Güneri kısa ve net olarak itirazını şu satırlarla ifade etmiş:
“Sayın Aydın. Bursa Büyükşehir Belediyesi’nin Servis plakası satış ihalesi durmalı. Bu Bursa’nın geleceğine ve servisçi esnafına saplanan bir hançerdir. Bu tamamen belediye borçlarını kapatmak için bulunmuş bir yöntemdir. 13 Mart’tan beri okullar, dershaneler, yaz okulları kapalı. Kentin ihtiyacı olmadan yapılan bu satışlar durdurulmalı.”

Büyükşehir Belediyesi plaka satışı için UKOME ve meclis kararı alıyor.

Kent yararı olmasa bütün buralardan onay çıkarabilir mi?

Fakat okur da tam aksini düşünüyor.

 

Üretici değil, aracı mı kazansın?

Elektronik postamıza gelen bir diğer okur mektubu da yine kaleme aldığımız Osmangazi Belediyesi’nin Çarşamba’da 17 ilçenin çiftçisine tahsis ettiği pazar üzerine.

Cem Özyürek isimli okurumuz, üreticilerin yol kenarlarında pazar fiyatlarıyla aynı rakamlara ürün satmasına itiraz ediyor.

Okur, “İlçelere giderken yol kenarlarında çiftçilerimiz ürünlerin pazar fiyatlarından satmaktalar. Örneğin; çilek pazarda 10 TL iken Çaybaşı yol kenarında da 10 TL’den satılmakta. Kiraz pazarda 5 TL iken yol kenarında da 5 TL. Fasulye, bezelye vb. örnek çoğaltılabilir. Oysa ki, pazarda satılan ürünler için pazarcılar yer ücreti, çalışan ücreti vb. gibi ücretler vermekteler ve o fiyattan kâr elde etmeye çalışmaktalar” demiş.

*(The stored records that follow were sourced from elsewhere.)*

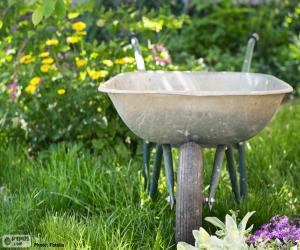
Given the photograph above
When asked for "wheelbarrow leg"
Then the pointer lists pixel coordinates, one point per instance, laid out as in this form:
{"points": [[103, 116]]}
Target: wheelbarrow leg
{"points": [[169, 171], [146, 162], [156, 170], [189, 197], [216, 173], [232, 172], [242, 166]]}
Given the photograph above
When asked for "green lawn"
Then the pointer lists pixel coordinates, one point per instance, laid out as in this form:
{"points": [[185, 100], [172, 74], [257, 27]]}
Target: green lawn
{"points": [[88, 201]]}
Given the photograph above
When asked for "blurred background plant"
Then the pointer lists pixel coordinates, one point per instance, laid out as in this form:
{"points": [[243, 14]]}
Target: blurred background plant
{"points": [[54, 54]]}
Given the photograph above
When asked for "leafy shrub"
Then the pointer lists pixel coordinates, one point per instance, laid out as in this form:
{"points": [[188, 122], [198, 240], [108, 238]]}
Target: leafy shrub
{"points": [[230, 235], [50, 74]]}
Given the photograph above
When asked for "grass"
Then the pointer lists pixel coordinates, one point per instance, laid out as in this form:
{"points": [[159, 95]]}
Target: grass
{"points": [[87, 201]]}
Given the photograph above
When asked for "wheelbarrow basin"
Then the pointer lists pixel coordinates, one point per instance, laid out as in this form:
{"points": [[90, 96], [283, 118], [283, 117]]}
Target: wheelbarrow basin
{"points": [[205, 107]]}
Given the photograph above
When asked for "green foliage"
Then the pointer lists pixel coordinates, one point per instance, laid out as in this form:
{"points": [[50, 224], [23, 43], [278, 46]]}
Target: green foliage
{"points": [[218, 32], [230, 236], [51, 72], [65, 106], [67, 194]]}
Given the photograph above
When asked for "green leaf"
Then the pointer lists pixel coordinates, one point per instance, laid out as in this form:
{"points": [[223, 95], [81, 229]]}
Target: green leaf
{"points": [[37, 16], [11, 2], [60, 9], [48, 7]]}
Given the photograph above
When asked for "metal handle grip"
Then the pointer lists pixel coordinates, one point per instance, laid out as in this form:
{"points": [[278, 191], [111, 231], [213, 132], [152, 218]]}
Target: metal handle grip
{"points": [[249, 52]]}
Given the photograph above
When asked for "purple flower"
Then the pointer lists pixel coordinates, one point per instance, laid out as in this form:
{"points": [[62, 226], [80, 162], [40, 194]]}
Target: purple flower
{"points": [[12, 89], [279, 228]]}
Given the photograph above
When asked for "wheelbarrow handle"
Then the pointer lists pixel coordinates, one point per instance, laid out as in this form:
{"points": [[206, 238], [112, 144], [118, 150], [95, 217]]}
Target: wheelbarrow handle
{"points": [[137, 53], [249, 52]]}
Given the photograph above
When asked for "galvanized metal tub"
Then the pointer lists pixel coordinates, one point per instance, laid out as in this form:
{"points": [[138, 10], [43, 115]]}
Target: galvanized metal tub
{"points": [[205, 107]]}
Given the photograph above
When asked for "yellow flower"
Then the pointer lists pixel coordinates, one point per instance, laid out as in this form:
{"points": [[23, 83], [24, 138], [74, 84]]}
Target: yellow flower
{"points": [[61, 91], [44, 54], [80, 62], [72, 39], [73, 15], [48, 60], [97, 74], [51, 42], [35, 81], [45, 68], [125, 60], [27, 59], [30, 89], [81, 33], [78, 26], [107, 63], [94, 55]]}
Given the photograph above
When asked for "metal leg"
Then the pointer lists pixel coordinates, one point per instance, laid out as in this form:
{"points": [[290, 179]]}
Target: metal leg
{"points": [[169, 171], [156, 170], [232, 172], [146, 162], [242, 165], [216, 173]]}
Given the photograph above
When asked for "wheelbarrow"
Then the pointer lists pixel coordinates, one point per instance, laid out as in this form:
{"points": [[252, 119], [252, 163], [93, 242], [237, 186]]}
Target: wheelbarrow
{"points": [[165, 150], [195, 110]]}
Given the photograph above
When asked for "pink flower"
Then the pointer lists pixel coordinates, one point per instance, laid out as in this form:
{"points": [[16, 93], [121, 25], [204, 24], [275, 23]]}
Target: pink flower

Devamında da şunları eklemiş:

“Yol kenarında, tarlasının, bahçesinin önünde satış yapan çiftçimizin daha uygun fiyattan ürünlerini pazarlamaları gerekmez mi? Pazarda 10 liraya satılırken ben de aynı fiyata satarım düşüncesi ne kadar doğrudur? Tüccara 6 liradan satarken yol kenarlarında 10 liraya satmak tüketiciyi zorlamaktır. Çarşamba Pazarı’nda satış yapacak çiftçimizin, ürünlerinin fiyatlarını aynı pazardaki fiyatlardan satması mantıklı olmayacaktır. Böyle bir durumda pazardaki fiyatlar hiçbir şekilde düşmez.”

Pazarda fiyatlar tabi ki, düşmeli.

Ancak bize göre de aracı yerine çilekeş üretici kazanmalı.